Poi il colpo di scena. Il giorno di Natale il giovane riceve una visita: è il suo maestro di un tempo, in seguito milite della brigata nera e corresponsabile della sua deportazione. È lì con spumante e panettone, per chiedere scusa. Entra nel rifugio nonostante l'iniziale contrarietà del protagonista, che mentre l’altro parla si siede in silenzio a fissare il fuoco. Osservando quel fuoco rivede l’orrore visto e patito: «Le donne e i ragazzi uccisi dai soldati tedeschi, i compagni morti di freddo sulle montagne dell’Albania, gli ebrei di Leopoli. Il Lager».

 

L’altro continua a parlare: cerca scuse, invoca l’obbedienza agli ordini a giustificazione delle sue scelte passate, propone una riconciliazione, chiede perdono.
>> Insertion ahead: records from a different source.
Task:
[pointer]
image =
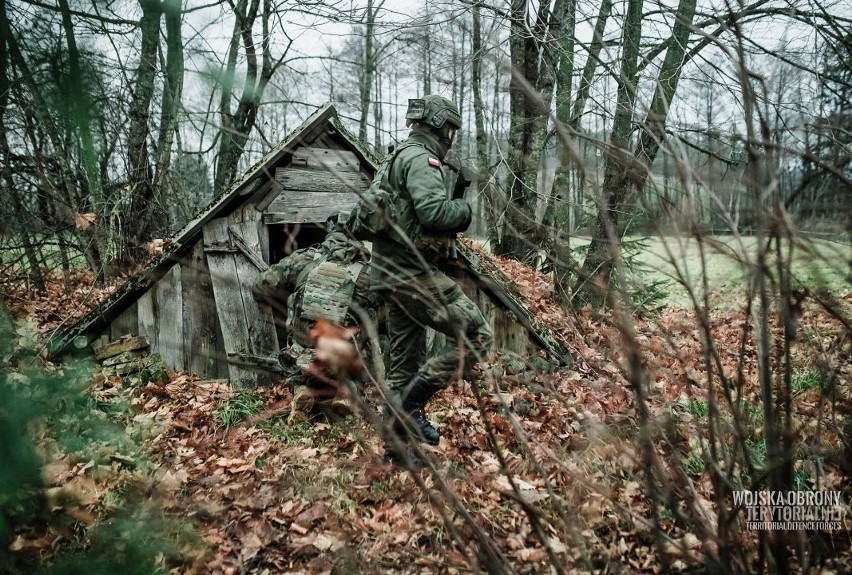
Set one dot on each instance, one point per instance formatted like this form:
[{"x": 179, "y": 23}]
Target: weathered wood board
[
  {"x": 292, "y": 207},
  {"x": 246, "y": 329},
  {"x": 169, "y": 294},
  {"x": 326, "y": 159},
  {"x": 203, "y": 350},
  {"x": 125, "y": 324},
  {"x": 315, "y": 180}
]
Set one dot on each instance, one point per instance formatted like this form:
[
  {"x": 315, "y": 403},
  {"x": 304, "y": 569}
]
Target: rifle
[{"x": 464, "y": 177}]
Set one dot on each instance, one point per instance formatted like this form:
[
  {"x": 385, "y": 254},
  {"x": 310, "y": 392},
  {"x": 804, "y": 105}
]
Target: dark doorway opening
[{"x": 284, "y": 239}]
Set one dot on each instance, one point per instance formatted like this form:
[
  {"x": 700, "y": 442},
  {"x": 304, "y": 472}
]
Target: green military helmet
[{"x": 434, "y": 111}]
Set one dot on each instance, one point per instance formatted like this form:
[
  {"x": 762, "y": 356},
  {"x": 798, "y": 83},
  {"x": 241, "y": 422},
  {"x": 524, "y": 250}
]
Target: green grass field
[{"x": 726, "y": 262}]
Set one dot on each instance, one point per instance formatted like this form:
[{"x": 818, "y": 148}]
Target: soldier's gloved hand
[{"x": 468, "y": 218}]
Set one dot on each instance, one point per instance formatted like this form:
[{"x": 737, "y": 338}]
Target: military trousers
[{"x": 434, "y": 301}]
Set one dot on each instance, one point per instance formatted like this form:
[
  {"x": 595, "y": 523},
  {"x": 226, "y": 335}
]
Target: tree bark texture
[
  {"x": 618, "y": 170},
  {"x": 143, "y": 200}
]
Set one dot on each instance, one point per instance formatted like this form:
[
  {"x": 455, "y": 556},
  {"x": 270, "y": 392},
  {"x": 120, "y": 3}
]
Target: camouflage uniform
[
  {"x": 405, "y": 271},
  {"x": 282, "y": 282}
]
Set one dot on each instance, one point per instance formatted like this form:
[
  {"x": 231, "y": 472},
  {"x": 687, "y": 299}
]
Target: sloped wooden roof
[{"x": 101, "y": 316}]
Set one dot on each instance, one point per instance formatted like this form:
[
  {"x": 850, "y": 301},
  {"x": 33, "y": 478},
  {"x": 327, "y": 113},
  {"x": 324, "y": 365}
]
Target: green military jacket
[{"x": 425, "y": 212}]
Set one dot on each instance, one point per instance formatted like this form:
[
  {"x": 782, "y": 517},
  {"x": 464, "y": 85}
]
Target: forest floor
[{"x": 541, "y": 469}]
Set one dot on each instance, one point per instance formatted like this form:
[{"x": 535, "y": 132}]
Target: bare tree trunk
[
  {"x": 236, "y": 125},
  {"x": 71, "y": 197},
  {"x": 366, "y": 83},
  {"x": 519, "y": 201},
  {"x": 17, "y": 215},
  {"x": 561, "y": 230},
  {"x": 140, "y": 172},
  {"x": 172, "y": 90},
  {"x": 486, "y": 190},
  {"x": 618, "y": 171}
]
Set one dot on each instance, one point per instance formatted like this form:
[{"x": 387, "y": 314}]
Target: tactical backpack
[
  {"x": 327, "y": 292},
  {"x": 376, "y": 212}
]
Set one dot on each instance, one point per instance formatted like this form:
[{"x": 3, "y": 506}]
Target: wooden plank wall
[
  {"x": 203, "y": 348},
  {"x": 246, "y": 329},
  {"x": 160, "y": 318},
  {"x": 317, "y": 183},
  {"x": 125, "y": 324}
]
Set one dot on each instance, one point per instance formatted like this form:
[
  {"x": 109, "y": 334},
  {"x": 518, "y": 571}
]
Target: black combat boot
[{"x": 419, "y": 392}]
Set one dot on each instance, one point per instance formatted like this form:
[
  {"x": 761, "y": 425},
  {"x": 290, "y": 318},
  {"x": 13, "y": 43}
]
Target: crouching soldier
[{"x": 331, "y": 281}]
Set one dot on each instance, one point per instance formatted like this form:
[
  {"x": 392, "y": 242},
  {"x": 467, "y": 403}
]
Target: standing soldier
[
  {"x": 330, "y": 280},
  {"x": 407, "y": 272}
]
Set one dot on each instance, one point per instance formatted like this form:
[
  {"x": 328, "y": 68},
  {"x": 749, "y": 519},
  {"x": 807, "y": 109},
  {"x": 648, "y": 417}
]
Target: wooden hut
[{"x": 193, "y": 305}]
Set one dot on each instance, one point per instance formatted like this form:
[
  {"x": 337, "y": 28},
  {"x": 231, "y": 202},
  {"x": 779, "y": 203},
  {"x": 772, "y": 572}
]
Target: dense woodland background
[{"x": 714, "y": 136}]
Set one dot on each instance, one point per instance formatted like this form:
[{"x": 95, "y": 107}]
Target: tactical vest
[{"x": 327, "y": 291}]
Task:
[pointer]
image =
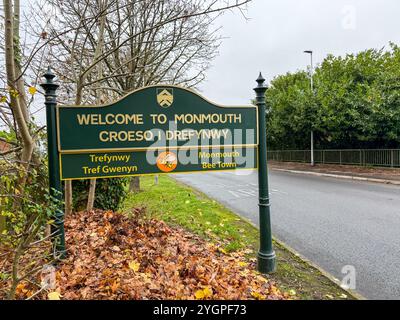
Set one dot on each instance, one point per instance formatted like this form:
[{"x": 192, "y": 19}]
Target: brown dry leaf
[{"x": 106, "y": 250}]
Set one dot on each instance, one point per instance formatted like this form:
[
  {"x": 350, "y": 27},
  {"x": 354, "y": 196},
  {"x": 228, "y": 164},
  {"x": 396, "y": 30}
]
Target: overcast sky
[{"x": 278, "y": 32}]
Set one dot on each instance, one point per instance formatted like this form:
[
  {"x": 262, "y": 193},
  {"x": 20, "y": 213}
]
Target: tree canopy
[{"x": 355, "y": 104}]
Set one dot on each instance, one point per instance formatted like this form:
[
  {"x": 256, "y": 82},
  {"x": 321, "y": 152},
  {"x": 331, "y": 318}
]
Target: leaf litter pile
[{"x": 112, "y": 256}]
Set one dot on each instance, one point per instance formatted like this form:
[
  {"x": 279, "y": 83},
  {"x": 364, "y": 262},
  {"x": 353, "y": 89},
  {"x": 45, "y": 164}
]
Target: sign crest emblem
[{"x": 165, "y": 97}]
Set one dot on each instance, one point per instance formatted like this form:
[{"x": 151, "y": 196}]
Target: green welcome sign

Il giovane continua a tacere, ma la risposta si palesa presto dentro di lui: «Non poteva perdonarlo, no. Non per quanto lo riguardava direttamente, ma per gli altri che non avevano nemmeno più un fuoco da guardare». L’inevitabile conclusione non fa che ribadire l’impossibilità di compromessi. Anzitutto con la propria coscienza. Ed è questa una lezione di dignità e di rigore etico che affiora in ogni pagina di Rigoni Stern.